ICYMI: The Atlantic: Trump Moves to Deport Vietnam War Refugees
December 13, 2018
The White House again wants to deport certain groups of protected immigrants, a reversal after backing away from the policy months ago.
By Charles Dunst and Krishnadev Calamur
The Trump administration is resuming its efforts to deport certain protected Vietnamese immigrants who have lived in the United States for decades—many of them having fled the country during the Vietnam War.
This is the latest move in the president’s long record of prioritizing harsh immigration and asylum restrictions, and one that’s sure to raise eyebrows—the White House had hesitantly backed off the plan in August before reversing course.
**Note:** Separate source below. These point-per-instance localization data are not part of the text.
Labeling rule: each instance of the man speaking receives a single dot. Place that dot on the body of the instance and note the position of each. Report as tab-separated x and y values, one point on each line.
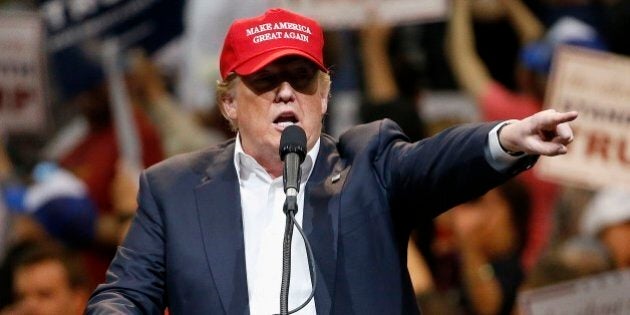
208	234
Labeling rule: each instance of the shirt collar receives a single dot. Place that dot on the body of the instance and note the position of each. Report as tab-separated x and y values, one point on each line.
245	164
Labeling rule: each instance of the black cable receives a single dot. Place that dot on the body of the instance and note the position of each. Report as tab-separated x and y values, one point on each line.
311	266
286	266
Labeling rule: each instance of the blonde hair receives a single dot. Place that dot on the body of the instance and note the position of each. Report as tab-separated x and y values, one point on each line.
226	88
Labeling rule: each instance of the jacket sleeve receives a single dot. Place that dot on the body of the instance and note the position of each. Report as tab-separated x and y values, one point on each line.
438	172
135	279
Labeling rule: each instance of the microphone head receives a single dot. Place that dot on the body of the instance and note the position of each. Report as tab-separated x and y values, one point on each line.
293	140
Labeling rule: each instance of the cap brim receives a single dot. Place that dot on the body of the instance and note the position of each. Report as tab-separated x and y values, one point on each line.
258	62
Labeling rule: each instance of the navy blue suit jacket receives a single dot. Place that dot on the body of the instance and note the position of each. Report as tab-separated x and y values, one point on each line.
185	248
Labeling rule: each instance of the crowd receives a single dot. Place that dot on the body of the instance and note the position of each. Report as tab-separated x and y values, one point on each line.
63	214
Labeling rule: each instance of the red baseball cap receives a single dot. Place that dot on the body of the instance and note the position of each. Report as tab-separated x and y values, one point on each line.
252	43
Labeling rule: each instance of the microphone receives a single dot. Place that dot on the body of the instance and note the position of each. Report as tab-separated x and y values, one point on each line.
292	153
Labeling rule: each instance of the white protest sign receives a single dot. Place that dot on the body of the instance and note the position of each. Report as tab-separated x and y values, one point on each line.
597	85
22	73
339	14
606	293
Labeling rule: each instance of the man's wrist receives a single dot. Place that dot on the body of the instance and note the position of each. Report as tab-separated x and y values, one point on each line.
512	153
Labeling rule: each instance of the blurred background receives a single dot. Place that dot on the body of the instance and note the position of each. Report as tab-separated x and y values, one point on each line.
93	91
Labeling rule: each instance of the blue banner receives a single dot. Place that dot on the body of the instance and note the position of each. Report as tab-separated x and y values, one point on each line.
75	29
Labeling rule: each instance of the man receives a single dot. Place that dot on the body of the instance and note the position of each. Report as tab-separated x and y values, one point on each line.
207	237
47	280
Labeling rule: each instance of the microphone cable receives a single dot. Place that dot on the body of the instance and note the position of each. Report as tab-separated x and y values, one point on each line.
286	266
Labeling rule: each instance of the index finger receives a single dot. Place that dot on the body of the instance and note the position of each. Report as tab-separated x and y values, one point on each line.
557	118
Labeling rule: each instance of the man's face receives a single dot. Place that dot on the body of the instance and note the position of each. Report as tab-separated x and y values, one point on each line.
43	288
285	92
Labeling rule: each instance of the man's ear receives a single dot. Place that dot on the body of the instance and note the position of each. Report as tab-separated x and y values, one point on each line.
228	105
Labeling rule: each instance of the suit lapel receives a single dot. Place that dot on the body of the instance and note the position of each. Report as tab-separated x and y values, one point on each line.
219	210
321	220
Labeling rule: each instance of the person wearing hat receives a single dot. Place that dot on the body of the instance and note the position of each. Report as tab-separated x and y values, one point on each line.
207	236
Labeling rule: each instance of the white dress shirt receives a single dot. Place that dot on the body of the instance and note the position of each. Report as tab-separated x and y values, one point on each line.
262	200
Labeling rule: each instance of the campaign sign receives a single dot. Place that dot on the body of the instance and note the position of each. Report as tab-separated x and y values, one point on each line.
22	73
605	293
597	85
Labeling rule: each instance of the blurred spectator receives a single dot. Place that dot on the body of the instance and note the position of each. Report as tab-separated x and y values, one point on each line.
607	217
60	203
481	268
179	131
94	156
48	280
574	258
496	102
383	94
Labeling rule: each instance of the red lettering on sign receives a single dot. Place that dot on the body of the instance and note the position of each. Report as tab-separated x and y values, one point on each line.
598	143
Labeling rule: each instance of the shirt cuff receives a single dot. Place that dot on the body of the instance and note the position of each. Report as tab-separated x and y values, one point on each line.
498	158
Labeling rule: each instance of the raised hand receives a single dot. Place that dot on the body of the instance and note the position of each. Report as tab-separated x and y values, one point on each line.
544	133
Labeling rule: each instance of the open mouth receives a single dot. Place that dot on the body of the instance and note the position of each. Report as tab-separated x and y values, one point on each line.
285	120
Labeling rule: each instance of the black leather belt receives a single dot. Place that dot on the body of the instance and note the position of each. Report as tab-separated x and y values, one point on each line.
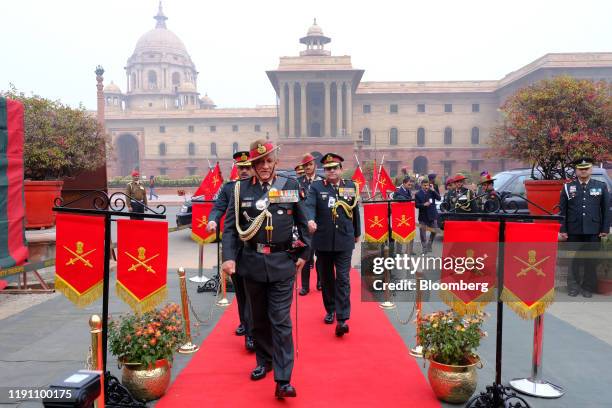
268	248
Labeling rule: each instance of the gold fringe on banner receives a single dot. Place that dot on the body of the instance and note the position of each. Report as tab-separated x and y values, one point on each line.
472	307
79	299
141	305
528	312
398	238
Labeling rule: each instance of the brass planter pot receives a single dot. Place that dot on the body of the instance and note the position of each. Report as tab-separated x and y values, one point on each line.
147	383
454	384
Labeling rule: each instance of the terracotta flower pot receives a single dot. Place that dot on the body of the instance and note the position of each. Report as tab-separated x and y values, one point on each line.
39	198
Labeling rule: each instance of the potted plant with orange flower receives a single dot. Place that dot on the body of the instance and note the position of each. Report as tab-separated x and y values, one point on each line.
144	345
449	342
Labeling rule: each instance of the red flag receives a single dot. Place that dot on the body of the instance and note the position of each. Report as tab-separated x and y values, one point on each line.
376	222
465	240
200	216
530	260
142	263
403	221
79	257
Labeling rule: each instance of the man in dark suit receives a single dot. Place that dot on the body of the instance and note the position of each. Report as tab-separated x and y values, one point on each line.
585	205
258	243
334	220
241	161
305	180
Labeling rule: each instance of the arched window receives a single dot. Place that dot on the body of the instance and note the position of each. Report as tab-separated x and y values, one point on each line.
421	137
152	79
475	135
448	136
366	137
393	136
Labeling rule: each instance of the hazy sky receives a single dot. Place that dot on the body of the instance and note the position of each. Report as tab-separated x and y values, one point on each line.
52	47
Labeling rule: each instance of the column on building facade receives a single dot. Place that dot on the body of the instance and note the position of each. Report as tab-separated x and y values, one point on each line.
327	87
339	108
291	132
349	109
303	119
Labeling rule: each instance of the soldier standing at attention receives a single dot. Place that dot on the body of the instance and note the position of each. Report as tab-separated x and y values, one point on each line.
258	243
335	222
585	205
243	165
306	180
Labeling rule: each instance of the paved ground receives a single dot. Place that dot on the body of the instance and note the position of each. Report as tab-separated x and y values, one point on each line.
44	338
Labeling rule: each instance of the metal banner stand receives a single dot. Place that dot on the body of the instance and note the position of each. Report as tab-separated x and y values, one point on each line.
115	394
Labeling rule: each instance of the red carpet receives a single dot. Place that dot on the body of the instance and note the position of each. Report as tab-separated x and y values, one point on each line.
369	367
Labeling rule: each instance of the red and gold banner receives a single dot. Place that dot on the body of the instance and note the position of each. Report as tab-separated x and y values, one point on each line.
403	221
142	263
471	283
530	260
376	222
79	257
200	213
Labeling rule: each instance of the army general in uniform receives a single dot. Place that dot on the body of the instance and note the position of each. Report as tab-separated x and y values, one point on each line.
335	222
258	243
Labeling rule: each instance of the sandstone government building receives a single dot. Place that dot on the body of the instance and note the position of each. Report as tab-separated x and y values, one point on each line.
161	125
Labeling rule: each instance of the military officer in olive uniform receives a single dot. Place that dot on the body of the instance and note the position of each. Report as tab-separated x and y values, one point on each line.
258	244
306	180
335	222
242	163
585	205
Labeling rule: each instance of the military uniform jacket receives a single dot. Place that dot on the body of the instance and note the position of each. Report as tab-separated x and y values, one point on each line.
222	202
276	265
586	209
333	236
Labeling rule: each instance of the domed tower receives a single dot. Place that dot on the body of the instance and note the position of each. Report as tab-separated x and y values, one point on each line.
160	72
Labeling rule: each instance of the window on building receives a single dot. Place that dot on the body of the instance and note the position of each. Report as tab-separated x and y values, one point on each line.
366	136
393	136
475	135
421	137
448	136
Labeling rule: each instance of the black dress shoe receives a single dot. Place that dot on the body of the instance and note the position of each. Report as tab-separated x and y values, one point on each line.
260	371
284	391
341	329
249	343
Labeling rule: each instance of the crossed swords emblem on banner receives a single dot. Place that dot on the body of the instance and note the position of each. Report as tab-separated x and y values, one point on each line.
79	255
531	264
141	261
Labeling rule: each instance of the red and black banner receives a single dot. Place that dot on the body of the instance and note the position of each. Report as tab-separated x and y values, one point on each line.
79	257
469	259
13	249
142	263
376	222
403	221
530	260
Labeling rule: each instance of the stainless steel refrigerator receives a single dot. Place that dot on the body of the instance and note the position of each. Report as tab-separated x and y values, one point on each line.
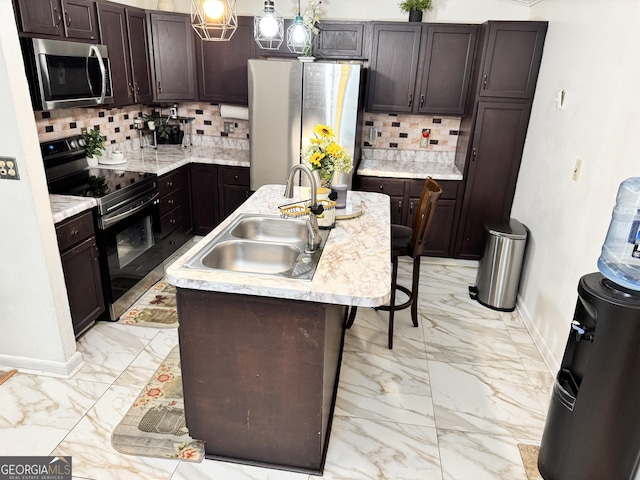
287	99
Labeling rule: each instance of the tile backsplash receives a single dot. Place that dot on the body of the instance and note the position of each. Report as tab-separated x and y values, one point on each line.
117	123
404	131
394	131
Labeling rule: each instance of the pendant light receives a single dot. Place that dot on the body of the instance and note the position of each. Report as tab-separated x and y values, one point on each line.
298	35
214	20
268	27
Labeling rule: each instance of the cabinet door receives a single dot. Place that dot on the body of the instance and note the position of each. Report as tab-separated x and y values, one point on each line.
491	179
80	19
84	288
222	66
204	198
341	40
512	59
41	16
445	70
394	62
173	57
234	189
139	55
113	32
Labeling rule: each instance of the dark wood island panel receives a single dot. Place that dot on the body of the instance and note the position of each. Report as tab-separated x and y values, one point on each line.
260	376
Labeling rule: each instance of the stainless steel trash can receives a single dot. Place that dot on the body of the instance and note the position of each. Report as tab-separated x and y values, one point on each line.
499	270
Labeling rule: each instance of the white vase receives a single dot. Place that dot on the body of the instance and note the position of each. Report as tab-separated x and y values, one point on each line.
166	5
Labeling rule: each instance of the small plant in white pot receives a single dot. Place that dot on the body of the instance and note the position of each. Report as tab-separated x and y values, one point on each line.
93	146
415	8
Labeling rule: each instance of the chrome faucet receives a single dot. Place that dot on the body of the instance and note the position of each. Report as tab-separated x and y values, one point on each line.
313	240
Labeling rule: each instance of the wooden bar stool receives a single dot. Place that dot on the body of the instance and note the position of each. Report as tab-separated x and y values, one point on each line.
410	242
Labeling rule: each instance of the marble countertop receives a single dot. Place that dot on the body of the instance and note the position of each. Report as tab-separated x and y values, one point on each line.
354	268
164	159
408	164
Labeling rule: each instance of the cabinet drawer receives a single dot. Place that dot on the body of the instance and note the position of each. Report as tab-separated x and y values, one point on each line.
74	230
235	176
171	181
449	189
170	201
171	221
388	186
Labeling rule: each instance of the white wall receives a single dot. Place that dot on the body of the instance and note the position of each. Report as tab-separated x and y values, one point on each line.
34	315
591	51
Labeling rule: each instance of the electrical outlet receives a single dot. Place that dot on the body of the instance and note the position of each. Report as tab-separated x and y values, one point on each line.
577	170
424	138
9	168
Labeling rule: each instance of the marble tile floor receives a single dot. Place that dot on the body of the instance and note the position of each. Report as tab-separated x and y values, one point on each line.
451	401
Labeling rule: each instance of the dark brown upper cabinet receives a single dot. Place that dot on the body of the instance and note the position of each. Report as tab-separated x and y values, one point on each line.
497	145
445	71
73	19
423	68
123	31
395	50
222	66
512	59
341	40
173	53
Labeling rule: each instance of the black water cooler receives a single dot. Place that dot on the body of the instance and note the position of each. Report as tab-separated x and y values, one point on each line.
592	430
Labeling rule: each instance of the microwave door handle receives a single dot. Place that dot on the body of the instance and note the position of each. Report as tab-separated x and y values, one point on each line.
103	73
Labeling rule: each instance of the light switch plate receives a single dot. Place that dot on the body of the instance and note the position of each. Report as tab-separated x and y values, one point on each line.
9	168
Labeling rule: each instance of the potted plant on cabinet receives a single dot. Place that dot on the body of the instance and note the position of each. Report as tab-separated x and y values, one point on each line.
93	146
415	8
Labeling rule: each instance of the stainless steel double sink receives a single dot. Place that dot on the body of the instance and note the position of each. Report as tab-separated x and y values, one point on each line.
264	244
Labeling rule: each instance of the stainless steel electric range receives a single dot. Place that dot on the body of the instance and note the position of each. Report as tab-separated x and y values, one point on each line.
127	219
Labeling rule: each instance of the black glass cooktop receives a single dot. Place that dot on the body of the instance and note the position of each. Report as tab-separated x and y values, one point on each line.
97	182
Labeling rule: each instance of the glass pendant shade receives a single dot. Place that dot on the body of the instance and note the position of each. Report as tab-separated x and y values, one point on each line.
268	27
214	20
299	37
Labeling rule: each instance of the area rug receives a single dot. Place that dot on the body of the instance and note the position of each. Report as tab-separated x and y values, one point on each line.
529	454
155	425
156	308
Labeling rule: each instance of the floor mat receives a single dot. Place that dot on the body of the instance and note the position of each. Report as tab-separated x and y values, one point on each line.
156	308
529	455
155	425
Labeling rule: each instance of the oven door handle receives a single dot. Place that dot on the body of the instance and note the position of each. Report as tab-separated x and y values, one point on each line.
106	222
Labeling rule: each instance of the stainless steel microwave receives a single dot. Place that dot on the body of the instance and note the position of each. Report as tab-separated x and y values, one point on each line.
66	74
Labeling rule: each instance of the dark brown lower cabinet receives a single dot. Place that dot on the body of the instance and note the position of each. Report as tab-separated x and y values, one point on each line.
216	191
175	210
404	195
260	376
234	188
79	255
204	198
493	166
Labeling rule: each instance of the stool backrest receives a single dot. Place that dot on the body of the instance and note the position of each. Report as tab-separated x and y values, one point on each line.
431	191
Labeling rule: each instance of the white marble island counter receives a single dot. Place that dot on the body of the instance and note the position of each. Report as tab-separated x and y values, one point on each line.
354	268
In essence, the administration has now decided that Vietnamese immigrants who arrived in the country before the establishment of diplomatic ties between the United States and Vietnam are subject to standard immigration law—meaning they are all eligible for deportation.
The new stance mirrors White House efforts to clamp down on immigration writ large, a frequent complaint of the president’s on the campaign trail and one he links to a litany of ills in the United States.
The administration last year began pursuing the deportation of many long-term immigrants from Vietnam, Cambodia, and other countries who the administration alleges are “violent criminal aliens.” But Washington and Hanoi have a unique 2008 agreement that specifically bars the deportation of Vietnamese people who arrived in the United States before July 12, 1995—the date the two former foes reestablished diplomatic relations following the Vietnam War.
The White House unilaterally reinterpreted the agreement in the spring of 2017 to exempt people convicted of crimes from its protections, allowing the administration to send back a small number of pre-1995 Vietnamese immigrants, a policy it retreated from this past August. Last week, however, a spokesperson for the U.S. embassy in Hanoi said the American government was again reversing course.
Washington now believes that the 2008 agreement fails to protect pre-1995 Vietnamese immigrants from deportation, the spokesperson, who asked not to be identified by name because of embassy procedures, told The Atlantic.